Les rhéomètres de la série MCR, équipés d’une cellule pour amidon, permettent une étude détaillée dans des conditions contrôlées de cisaillement et de température, notamment : 

  • Contrôle précis des paramètres expérimentaux 
  • Analyse combinée de la gélatinisation et du comportement rhéologique 
  • Compréhension approfondie des relations structure-fonction 
     

Température de gélatinisation et température d’empesage

Bien que ces termes soient souvent confondus, ils renvoient à des phénomènes distincts.

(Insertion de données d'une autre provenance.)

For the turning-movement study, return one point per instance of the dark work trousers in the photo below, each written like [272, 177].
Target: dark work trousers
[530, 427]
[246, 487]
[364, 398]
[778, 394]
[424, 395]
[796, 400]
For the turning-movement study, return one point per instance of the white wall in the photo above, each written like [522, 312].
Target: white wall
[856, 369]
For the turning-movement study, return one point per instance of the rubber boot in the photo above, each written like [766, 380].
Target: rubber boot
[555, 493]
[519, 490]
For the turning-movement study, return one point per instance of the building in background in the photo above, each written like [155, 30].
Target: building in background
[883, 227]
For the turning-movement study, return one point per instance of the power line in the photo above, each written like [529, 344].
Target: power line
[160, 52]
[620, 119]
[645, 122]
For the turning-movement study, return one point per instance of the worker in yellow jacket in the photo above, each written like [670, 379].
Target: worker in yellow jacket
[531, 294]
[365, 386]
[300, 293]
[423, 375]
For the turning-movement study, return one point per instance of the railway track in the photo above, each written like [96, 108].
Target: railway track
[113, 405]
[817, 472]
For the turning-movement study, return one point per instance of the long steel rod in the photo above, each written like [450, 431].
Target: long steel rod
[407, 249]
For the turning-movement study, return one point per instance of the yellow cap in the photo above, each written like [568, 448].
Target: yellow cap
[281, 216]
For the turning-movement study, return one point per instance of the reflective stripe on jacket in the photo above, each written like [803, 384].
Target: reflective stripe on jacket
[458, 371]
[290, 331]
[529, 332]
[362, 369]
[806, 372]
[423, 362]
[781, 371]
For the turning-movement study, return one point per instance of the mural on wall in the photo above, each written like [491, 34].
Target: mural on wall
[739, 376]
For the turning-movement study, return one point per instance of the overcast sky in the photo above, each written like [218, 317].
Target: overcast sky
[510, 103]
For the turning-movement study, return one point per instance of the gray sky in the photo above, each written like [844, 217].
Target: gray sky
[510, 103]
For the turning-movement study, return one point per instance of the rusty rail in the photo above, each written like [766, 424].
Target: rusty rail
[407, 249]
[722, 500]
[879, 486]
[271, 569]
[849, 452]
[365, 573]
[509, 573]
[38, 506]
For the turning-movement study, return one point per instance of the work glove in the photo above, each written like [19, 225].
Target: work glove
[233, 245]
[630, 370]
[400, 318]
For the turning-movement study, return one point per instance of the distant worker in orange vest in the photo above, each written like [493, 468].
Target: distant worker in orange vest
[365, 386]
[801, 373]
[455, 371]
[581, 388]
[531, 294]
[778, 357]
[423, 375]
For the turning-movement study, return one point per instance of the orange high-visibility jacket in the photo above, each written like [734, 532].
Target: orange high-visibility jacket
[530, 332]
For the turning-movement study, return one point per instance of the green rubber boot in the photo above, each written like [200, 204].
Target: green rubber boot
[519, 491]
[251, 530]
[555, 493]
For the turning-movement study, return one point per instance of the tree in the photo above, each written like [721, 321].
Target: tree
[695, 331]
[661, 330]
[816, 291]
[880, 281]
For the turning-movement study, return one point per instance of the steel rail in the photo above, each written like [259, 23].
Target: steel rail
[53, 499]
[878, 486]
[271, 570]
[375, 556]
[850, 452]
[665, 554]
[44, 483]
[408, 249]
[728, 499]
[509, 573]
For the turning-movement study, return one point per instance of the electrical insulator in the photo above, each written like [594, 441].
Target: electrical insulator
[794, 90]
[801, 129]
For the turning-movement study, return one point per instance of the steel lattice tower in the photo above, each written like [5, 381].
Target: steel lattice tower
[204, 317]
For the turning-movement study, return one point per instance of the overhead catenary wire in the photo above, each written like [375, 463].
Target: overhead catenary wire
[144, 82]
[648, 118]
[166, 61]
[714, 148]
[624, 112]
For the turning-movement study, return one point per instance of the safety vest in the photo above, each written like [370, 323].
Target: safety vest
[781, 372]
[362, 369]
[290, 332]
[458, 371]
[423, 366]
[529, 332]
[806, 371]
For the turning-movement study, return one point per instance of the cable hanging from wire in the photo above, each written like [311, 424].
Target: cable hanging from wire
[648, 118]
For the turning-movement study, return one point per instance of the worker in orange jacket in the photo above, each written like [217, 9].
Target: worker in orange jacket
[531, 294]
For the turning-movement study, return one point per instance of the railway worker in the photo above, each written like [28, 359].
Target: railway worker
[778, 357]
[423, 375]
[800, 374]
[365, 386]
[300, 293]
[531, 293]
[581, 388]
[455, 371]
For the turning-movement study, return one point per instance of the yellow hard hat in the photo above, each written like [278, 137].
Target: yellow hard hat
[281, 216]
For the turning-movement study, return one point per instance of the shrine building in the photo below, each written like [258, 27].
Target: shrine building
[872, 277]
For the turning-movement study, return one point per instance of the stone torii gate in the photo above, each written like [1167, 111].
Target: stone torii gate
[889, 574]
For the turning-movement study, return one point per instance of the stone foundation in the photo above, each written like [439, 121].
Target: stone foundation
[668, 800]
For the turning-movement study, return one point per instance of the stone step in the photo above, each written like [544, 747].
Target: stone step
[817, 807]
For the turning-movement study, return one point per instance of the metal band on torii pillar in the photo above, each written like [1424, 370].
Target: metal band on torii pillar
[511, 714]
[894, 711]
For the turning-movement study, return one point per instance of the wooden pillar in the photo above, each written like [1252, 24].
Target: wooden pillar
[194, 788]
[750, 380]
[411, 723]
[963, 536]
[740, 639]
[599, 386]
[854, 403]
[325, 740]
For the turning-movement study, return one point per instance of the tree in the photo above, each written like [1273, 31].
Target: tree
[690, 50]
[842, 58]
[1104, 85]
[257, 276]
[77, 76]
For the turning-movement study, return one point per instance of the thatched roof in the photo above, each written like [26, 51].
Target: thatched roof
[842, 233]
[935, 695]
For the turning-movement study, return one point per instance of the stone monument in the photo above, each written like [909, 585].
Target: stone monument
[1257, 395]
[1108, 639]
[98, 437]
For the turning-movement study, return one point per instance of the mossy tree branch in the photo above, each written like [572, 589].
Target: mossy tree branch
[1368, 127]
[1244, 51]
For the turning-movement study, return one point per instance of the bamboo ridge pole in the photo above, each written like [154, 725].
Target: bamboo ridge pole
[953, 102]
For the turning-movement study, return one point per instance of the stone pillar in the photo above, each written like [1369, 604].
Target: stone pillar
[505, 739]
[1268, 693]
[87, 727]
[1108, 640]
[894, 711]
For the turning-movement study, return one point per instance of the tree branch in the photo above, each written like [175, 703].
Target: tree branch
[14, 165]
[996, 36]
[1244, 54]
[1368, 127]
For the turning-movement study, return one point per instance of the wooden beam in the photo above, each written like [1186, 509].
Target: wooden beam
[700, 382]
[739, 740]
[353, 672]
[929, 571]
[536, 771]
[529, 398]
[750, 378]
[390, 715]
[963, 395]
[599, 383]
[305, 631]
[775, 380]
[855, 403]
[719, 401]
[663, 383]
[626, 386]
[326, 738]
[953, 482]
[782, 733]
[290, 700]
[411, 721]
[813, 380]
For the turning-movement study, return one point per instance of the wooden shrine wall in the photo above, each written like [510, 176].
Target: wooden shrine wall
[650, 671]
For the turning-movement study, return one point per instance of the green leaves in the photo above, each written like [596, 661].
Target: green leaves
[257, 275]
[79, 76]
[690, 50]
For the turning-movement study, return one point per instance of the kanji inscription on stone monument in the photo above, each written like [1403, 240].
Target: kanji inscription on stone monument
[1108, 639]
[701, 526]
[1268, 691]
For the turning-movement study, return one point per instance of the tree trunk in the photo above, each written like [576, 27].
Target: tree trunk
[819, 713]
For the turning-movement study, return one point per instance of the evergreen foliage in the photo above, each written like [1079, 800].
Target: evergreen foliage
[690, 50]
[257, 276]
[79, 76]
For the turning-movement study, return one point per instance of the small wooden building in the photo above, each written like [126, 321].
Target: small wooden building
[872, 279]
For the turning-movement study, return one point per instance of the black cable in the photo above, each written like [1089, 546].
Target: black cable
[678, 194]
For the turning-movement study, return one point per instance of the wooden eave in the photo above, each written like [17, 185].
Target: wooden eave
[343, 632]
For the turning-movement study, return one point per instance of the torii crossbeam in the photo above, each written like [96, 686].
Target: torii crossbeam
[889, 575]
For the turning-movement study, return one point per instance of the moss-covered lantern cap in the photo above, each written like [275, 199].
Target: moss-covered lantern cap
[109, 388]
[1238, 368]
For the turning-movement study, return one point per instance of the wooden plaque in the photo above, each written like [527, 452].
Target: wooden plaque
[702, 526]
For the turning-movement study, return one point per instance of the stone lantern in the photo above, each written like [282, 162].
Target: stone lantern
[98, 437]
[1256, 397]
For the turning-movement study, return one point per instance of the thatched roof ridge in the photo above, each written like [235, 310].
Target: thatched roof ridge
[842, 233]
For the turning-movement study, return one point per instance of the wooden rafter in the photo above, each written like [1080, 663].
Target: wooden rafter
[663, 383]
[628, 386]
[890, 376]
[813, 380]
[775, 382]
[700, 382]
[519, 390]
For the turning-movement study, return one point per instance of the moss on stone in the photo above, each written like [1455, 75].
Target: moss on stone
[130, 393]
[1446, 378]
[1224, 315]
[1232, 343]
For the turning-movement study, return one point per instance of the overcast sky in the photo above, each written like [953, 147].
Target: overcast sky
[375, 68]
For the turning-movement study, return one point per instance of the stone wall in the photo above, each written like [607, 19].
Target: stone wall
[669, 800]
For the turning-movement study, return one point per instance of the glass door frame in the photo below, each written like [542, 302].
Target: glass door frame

La température de gélatinisation caractérise la transition structurale des granules d’amidon (sur le plan thermique), tandis que la température d’empesage marque le début de l’augmentation de la viscosité (sur le plan fonctionnel ou en lien avec le procédé).
En pratique, la température d’empesage est souvent légèrement plus élevée, sous l’effet du cisaillement et des conditions de mesure.
Comprendre ces deux paramètres est essentiel pour mettre en relation les données de laboratoire et les performances en conditions réelles.
 

Facteurs influant sur la température de gélatinisation

Top view of puffed rice cakes, jars with pastes, a powder sample, and liquid samples on a white surface

Plusieurs facteurs influencent la température de gélatinisation de l’amidon :

  • Origine (p. ex. maïs, blé, pomme de terre, riz) 
  • Rapport amylose/amylopectine 
  • Disponibilité de l’eau 
  • Vitesse de chauffage 
  • Présence d’additifs (sucres, lipides, sels) 
  • Modification de l’amidon (chimique ou physique) 
  • Taille des particules
  • Teneur en eau
  • Degré de ramification de l’amylopectine
  • Longueur des chaînes moléculaires

Ces variables doivent être maîtrisées pour garantir des résultats reproductibles et des comparaisons pertinentes.

À retenir

La température de gélatinisation de l’amidon est un paramètre fondamental qui met en relation la structure du matériau et les performances fonctionnelles.
L’association d’une analyse thermique précise (DSC) à des méthodes pertinentes pour le procédé, comme les mesures de viscosité réalisées avec des instruments Brabender ou la rhéométrie avancée avec des systèmes tels que la série MCR d’Anton Paar, fournit une compréhension globale du comportement de l’amidon.